Les deux fils de la famille Hayashi raffolent de la télé. En douce, prétextant aller prendre des leçons d’anglais chez un voisin, ils vont avec leur trois camarades d’école regarder la télé chez ce couple. Leur passion est le sumo. Leur jeune tante, qui passe souvent chez eux, leur dit que c’est tout aussi passionnant à la radio. Mais non, ils n’en démordent pas, ils veulent voir les combats à la télé. Et ils vont demander à leur mère (Kuniko Miyake), non sans affront, une télévision. Le père (Chishu Ryu), strict et sévère, y est très opposé. Le fils aîné répond au père avec virulence puis traite sa mère de radine. Le petit frère, qui fait tout comme son grand frère (ils portent d’ailleurs des vêtements identiques), n’est pas non plus en reste. L’aîné affirme que toutes les paroles que disent les adultes ne sont que des mensonges ou des phrases toutes faites et vides de sens. Le père leur demande de se taire.

La grève de la parole commence donc pour les deux enfants. Les parents sont d’abord ravis. Puis, quand, en partant à l’école, ils ne disent pas bonjour à la voisine, cette dernière croit que c’est parce qu’elle a accusé la mère d’avoir volé l’argent des cotisations. Ensuite, pour les deux mômes, l’épreuve du silence à l’école s’avère plus complexe : ne pas répondre au professeur est un signe grave de rébellion. Enfin, comment demander aux parents l’argent de la cantine sans parler. Les scènes sont souvent drôles, les deux gamins – surtout la plus petit – ont des bonnes bouilles et leurs déplacements dans le cadre et leurs gestes sont proches du burlesque. Ainsi, avant qu’ils ne se taisent, le plus jeune sort régulièrement un « I love you », sonore et fier. L’humour est constant dans tout le film notamment avec le ton ironique adopté pour montrer les mesquineries et les cancans des voisines.

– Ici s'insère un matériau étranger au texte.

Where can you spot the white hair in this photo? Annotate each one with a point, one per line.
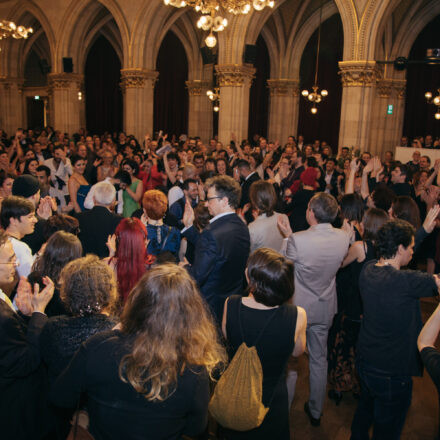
(104, 193)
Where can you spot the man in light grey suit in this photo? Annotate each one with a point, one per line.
(317, 253)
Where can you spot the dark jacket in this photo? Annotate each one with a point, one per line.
(23, 383)
(115, 409)
(246, 186)
(221, 253)
(95, 227)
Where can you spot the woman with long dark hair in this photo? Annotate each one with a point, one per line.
(346, 324)
(128, 254)
(150, 378)
(61, 248)
(277, 329)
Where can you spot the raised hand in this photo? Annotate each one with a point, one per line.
(23, 298)
(188, 215)
(354, 165)
(284, 225)
(348, 229)
(431, 217)
(40, 299)
(111, 245)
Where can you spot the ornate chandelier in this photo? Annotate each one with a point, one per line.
(434, 101)
(211, 10)
(10, 29)
(315, 97)
(214, 96)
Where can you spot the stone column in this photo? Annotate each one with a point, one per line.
(386, 129)
(200, 109)
(234, 81)
(12, 104)
(138, 95)
(65, 105)
(358, 94)
(283, 109)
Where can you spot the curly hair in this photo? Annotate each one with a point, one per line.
(60, 222)
(263, 197)
(270, 277)
(405, 208)
(172, 329)
(226, 186)
(155, 204)
(88, 286)
(391, 235)
(61, 248)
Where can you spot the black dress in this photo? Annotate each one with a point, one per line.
(274, 348)
(297, 209)
(344, 332)
(115, 409)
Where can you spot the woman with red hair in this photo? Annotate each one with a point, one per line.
(128, 254)
(308, 182)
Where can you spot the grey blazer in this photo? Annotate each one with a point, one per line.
(317, 254)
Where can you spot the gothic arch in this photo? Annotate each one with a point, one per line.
(107, 27)
(184, 29)
(77, 21)
(303, 36)
(11, 57)
(404, 39)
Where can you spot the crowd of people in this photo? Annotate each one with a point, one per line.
(132, 273)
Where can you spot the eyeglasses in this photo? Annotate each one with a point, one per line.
(14, 262)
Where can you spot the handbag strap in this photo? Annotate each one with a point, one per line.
(166, 238)
(239, 309)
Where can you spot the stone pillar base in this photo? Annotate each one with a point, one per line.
(138, 95)
(200, 110)
(284, 108)
(359, 83)
(234, 81)
(12, 104)
(65, 105)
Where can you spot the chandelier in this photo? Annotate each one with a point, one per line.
(10, 29)
(435, 101)
(212, 11)
(314, 96)
(214, 96)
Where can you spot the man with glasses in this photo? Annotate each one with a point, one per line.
(222, 249)
(22, 376)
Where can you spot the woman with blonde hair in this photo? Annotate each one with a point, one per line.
(150, 378)
(161, 237)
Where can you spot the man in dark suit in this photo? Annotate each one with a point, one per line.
(248, 178)
(328, 181)
(23, 386)
(222, 249)
(100, 222)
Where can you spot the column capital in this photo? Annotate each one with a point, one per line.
(65, 80)
(8, 82)
(399, 88)
(137, 78)
(197, 87)
(387, 87)
(359, 73)
(235, 75)
(283, 87)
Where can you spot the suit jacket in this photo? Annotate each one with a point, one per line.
(317, 253)
(95, 227)
(246, 186)
(333, 183)
(23, 382)
(221, 253)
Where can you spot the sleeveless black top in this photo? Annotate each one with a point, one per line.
(274, 347)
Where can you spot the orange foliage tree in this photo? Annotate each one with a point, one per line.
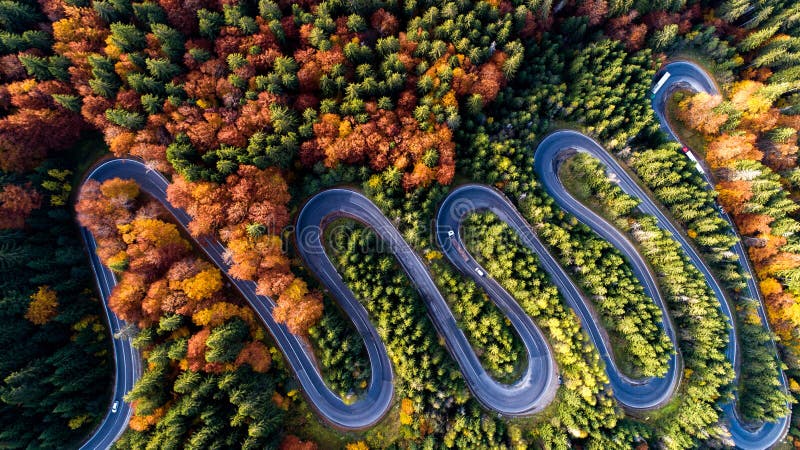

Là, la difficulté de communiquer ajoutée au changement de mode de vie est mise en avant. Le film montre que les enfants ont leur propre rituel (les gags récurrents sur les pets des gamins qui leur permet de s’inclure dans leur bande, le signe de doigts pour faire une pause et parler) qui s’oppose au rituel des phrases de politesse des parents. Il est plutôt amusant qu’un cinéaste comme Yasujiro Ozu prennent comme sujet de son film ces phrases simples et creuses (« bonjour, merci, comment ça va, au revoir »), lui qui s’est constamment appliqué à faire de ce genre de sentences le tronc principal des dialogues de la plupart de ses films. Comme s’il était lui-même conscient des critiques qui ont pu lui être fait à ce propos. C’est précisément cette ironie qui rend le film si joyeux.